Multimodal models in - Githubissues

{ "host": "0.0.0.0", "port": 8000, "models": [ { "model": "models/mistral-7b-instruct-v0.1.Q4_0.gguf", "model_alias": "mistral", "chat_format": "chatml", "n_gpu_layers": -1, "offload_kqv": true, "n_threads": 12, "n_batch": 512, "n_ctx": 2048 }, { "model": "models/mixtral-8x7b-instruct-v0.1.Q2_K.gguf", "model_alias": "mixtral", "chat_format": "chatml", "n_gpu_layers": -1, "offload_kqv": true, "n_threads": 12, "n_batch": 512, "n_ctx": 2048 }, { "model": "models/mistral-7b-instruct-v0.1.Q4_0.gguf", "model_alias": "mistral-function-calling", "chat_format": "functionary", "n_gpu_layers": -1, "offload_kqv": true, "n_threads": 12, "n_batch": 512, "n_ctx": 2048 } ] }

What would a configuration in this file look like for a multimodal model?

To configure a multimodal model in your JSON file, you would need to include additional parameters specific to the multimodal capabilities of the model.
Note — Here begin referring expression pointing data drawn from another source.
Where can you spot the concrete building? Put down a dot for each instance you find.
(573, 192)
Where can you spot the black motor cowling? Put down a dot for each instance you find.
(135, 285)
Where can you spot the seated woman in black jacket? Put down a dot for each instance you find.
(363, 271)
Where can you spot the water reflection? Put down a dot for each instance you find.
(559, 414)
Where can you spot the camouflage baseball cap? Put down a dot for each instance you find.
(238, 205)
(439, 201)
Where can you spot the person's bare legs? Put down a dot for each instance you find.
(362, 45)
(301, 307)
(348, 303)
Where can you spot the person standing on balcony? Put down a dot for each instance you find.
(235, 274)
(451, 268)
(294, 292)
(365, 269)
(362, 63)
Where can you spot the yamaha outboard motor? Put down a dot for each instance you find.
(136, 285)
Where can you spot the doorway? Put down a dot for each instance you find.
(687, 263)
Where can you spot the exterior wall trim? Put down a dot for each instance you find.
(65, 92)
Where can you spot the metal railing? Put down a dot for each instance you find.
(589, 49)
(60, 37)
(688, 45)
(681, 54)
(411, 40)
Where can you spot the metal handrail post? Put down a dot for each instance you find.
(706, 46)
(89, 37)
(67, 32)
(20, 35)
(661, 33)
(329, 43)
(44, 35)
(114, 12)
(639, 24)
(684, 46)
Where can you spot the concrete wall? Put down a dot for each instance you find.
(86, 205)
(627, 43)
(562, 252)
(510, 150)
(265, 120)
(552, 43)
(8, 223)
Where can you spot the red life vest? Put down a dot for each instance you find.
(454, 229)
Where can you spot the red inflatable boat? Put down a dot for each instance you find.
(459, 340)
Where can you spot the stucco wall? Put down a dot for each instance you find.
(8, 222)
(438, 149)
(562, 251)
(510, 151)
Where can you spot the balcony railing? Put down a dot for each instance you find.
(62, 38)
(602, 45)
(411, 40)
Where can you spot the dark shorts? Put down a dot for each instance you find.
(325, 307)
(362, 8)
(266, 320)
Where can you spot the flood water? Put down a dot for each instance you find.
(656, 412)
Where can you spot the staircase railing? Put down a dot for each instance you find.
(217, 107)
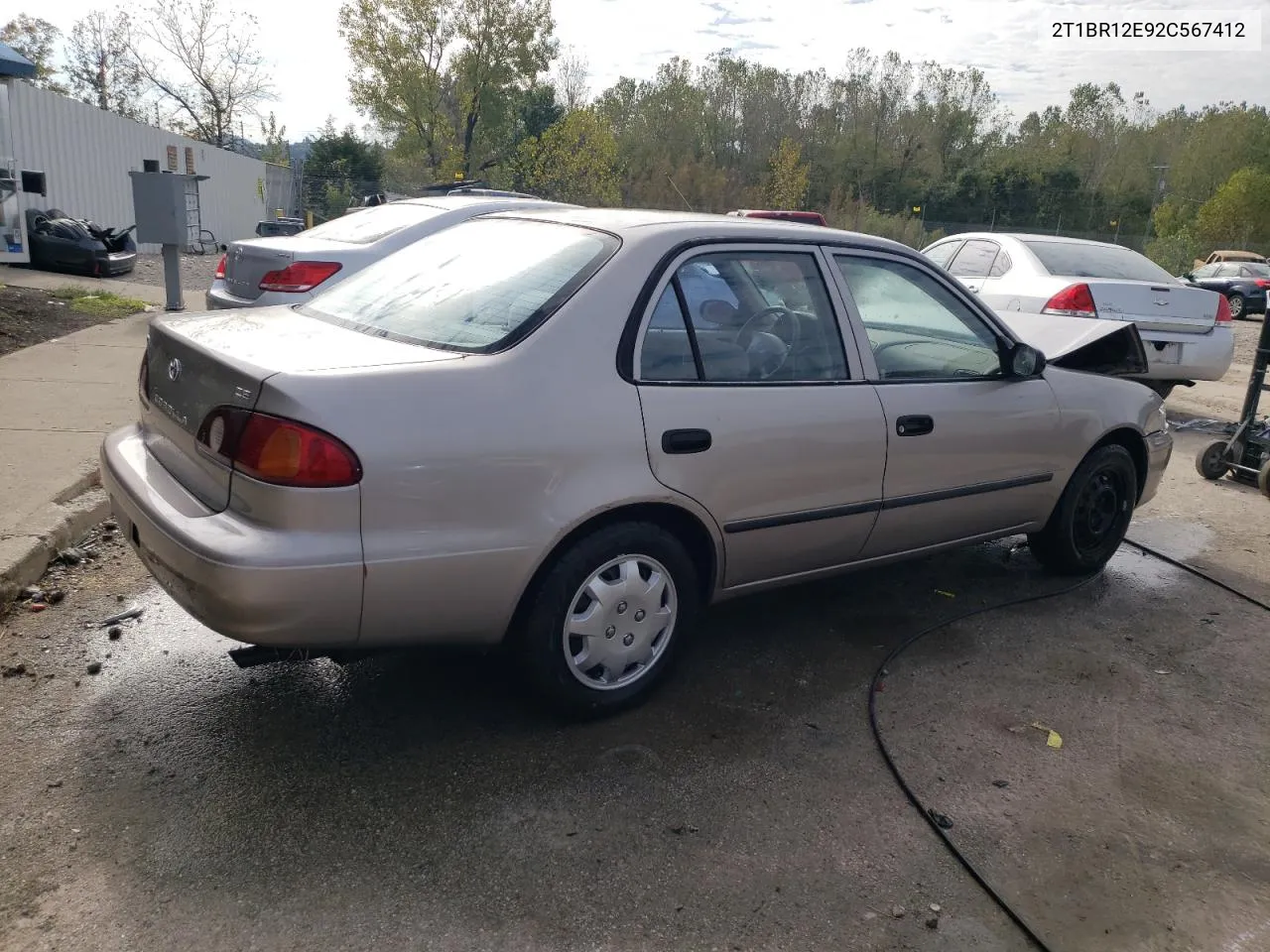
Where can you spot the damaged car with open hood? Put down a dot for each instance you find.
(568, 431)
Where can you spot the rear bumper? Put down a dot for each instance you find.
(1160, 449)
(243, 580)
(1199, 356)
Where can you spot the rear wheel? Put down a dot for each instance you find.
(1092, 515)
(1210, 461)
(607, 619)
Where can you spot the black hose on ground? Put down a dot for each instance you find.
(929, 814)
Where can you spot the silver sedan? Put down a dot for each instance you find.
(572, 430)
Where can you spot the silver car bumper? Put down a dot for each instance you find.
(240, 579)
(1160, 448)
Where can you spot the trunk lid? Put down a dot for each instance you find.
(1155, 306)
(246, 262)
(200, 362)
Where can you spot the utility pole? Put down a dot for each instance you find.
(1155, 200)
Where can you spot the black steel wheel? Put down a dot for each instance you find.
(1210, 461)
(1092, 515)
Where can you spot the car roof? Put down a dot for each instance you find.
(645, 222)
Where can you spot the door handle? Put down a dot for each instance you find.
(679, 442)
(913, 425)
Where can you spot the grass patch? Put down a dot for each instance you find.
(99, 303)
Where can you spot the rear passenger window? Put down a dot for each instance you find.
(1000, 266)
(974, 259)
(752, 317)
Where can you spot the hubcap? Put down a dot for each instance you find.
(1097, 511)
(620, 622)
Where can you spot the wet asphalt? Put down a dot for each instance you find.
(418, 801)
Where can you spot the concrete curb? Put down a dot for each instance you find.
(27, 552)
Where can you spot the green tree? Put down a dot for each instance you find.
(276, 148)
(199, 60)
(788, 177)
(36, 40)
(1238, 214)
(574, 160)
(102, 70)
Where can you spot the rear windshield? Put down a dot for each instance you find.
(367, 225)
(1070, 259)
(476, 289)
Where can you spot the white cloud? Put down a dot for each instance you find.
(633, 37)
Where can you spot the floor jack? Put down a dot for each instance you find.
(1246, 454)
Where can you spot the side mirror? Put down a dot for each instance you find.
(1023, 362)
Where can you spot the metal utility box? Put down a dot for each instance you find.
(167, 207)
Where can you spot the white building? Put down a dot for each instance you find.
(85, 155)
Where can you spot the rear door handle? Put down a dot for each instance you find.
(679, 442)
(913, 425)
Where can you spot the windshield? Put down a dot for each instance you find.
(362, 227)
(1071, 259)
(476, 287)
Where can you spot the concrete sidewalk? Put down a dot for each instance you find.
(28, 278)
(60, 399)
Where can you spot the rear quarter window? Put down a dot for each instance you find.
(476, 287)
(1070, 259)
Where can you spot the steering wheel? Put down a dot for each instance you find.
(774, 316)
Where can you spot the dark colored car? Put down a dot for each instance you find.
(63, 244)
(1242, 282)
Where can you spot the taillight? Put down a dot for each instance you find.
(1223, 309)
(299, 277)
(1072, 301)
(280, 451)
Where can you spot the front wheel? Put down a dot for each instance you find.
(1092, 515)
(607, 619)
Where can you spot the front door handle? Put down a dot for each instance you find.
(679, 442)
(913, 425)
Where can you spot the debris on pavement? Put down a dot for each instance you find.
(132, 611)
(1053, 740)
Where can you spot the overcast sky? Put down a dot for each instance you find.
(630, 37)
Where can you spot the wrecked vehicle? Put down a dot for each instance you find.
(60, 243)
(645, 413)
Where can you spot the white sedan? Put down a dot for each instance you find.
(1187, 330)
(291, 270)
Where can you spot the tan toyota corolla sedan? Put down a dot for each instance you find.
(572, 430)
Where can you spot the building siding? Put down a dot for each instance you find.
(86, 154)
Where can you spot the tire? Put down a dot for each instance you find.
(549, 655)
(1092, 516)
(1210, 461)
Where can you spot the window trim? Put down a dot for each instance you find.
(665, 275)
(1005, 338)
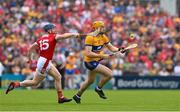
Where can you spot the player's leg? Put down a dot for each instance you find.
(36, 80)
(57, 77)
(107, 75)
(90, 79)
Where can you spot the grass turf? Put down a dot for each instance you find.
(118, 100)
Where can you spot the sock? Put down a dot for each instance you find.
(17, 84)
(60, 95)
(98, 88)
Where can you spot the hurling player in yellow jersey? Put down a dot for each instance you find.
(93, 49)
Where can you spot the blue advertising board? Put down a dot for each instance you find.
(7, 78)
(146, 82)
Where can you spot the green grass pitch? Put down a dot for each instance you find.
(118, 100)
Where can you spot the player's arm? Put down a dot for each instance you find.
(112, 48)
(90, 54)
(32, 49)
(66, 35)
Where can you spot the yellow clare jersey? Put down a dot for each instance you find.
(97, 43)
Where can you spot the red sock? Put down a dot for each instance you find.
(60, 95)
(17, 84)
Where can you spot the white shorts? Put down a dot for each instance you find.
(43, 66)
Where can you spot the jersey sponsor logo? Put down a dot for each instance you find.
(44, 45)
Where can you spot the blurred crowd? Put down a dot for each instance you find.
(157, 34)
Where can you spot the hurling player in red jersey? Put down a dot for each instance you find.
(46, 45)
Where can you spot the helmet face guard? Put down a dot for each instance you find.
(97, 24)
(48, 27)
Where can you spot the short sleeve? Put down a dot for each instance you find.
(89, 41)
(106, 39)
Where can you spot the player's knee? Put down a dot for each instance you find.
(58, 78)
(109, 76)
(35, 83)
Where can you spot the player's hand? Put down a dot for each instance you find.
(29, 61)
(77, 35)
(107, 56)
(122, 50)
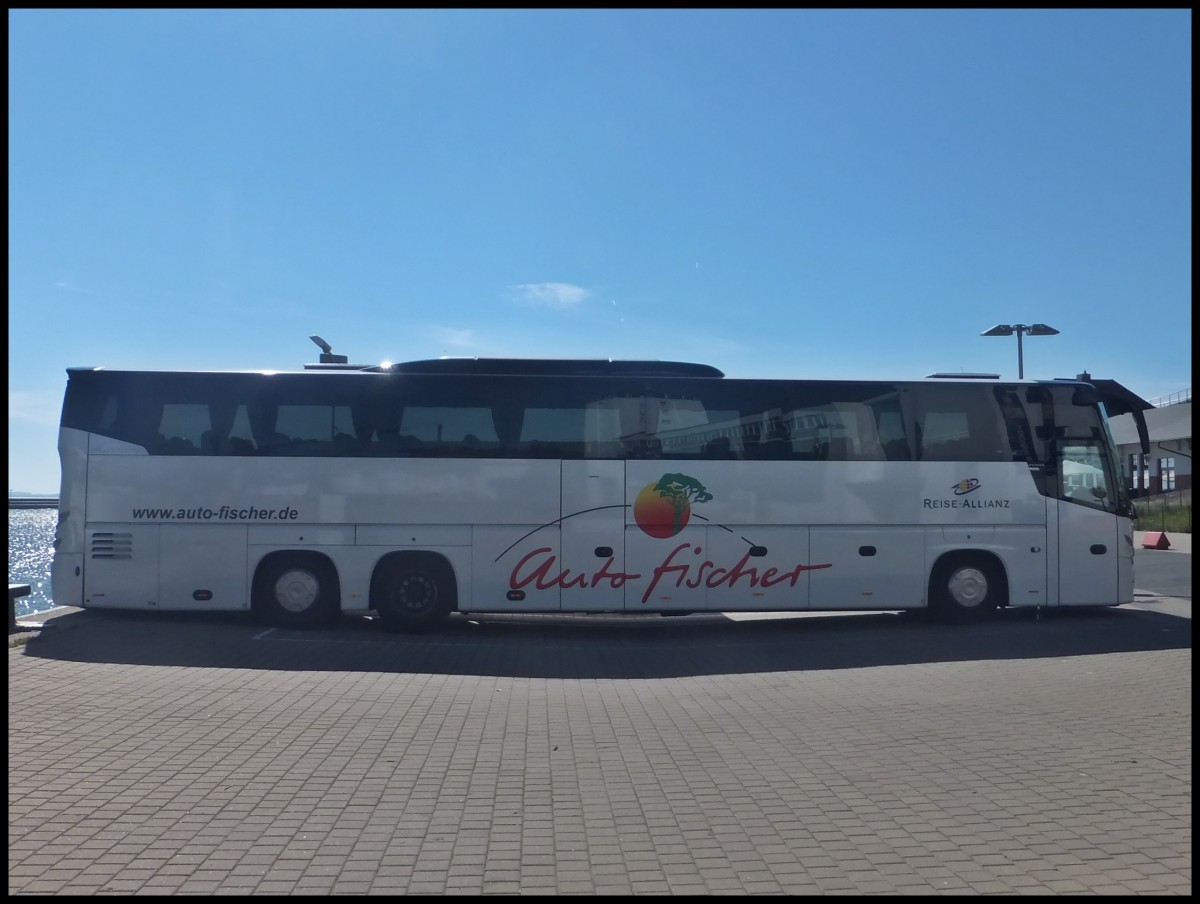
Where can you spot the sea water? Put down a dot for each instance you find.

Here is an example of how you might configure a multimodal model:

{
  "host": "0.0.0.0",
  "port": 8000,
  "models": [
    {
      "model": "models/mistral-7b-instruct-v0.1.Q4_0.gguf",
      "model_alias": "mistral",
      "chat_format": "chatml",
      "n_gpu_layers": -1,
      "offload_kqv": true,
      "n_threads": 12,
      "n_batch": 512,
      "n_ctx": 2048
    },
    {
      "model": "models/mixtral-8x7b-instruct-v0.1.Q2_K.gguf",
      "model_alias": "mixtral",
      "chat_format": "chatml",
      "n_gpu_layers": -1,
      "offload_kqv": true,
      "n_threads": 12,
      "n_batch": 512,
      "n_ctx": 2048
    },
    {
      "model": "models/mistral-7b-instruct-v0.1.Q4_0.gguf",
      "model_alias": "mistral-function-calling",
      "chat_format": "functionary",
      "n_gpu_layers": -1,
      "offload_kqv": true,
      "n_threads": 12,
      "n_batch": 512,
      "n_ctx": 2048
    },
    {
      "model": "models/multimodal-model-v0.1.Q4_0.gguf",
      "model_alias": "multimodal-model",
      "chat_format": "multimodal",
      "n_gpu_layers": -1,
      "offload_kqv": true,
      "n_threads": 12,
      "n_batch": 512,
      "n_ctx": 2048,
      "multimodal_params": {
        "image_size": [224, 224],
        "image_channels": 3,
        "text_max_length": 512,
        "vision_model": "models/vision-model-v0.1.gguf",
        "text_model": "models/text-model-v0.1.gguf"
      }
    }
  ]
}

In this example, the multimodal model configuration includes:

model: The path to the multimodal model file.
model_alias: An alias for the multimodal model.
chat_format: The chat format used by the multimodal model.
n_gpu_layers, offload_kqv, n_threads, n_batch, n_ctx: General configuration parameters.
multimodal_params: A nested object containing parameters specific to the multimodal model, such as:
- image_size: The size of the input images.
- image_channels: The number of channels in the input images.
- text_max_length: The maximum length of text inputs.
- vision_model: The path to the vision model file.
- text_model: The path to the text model file.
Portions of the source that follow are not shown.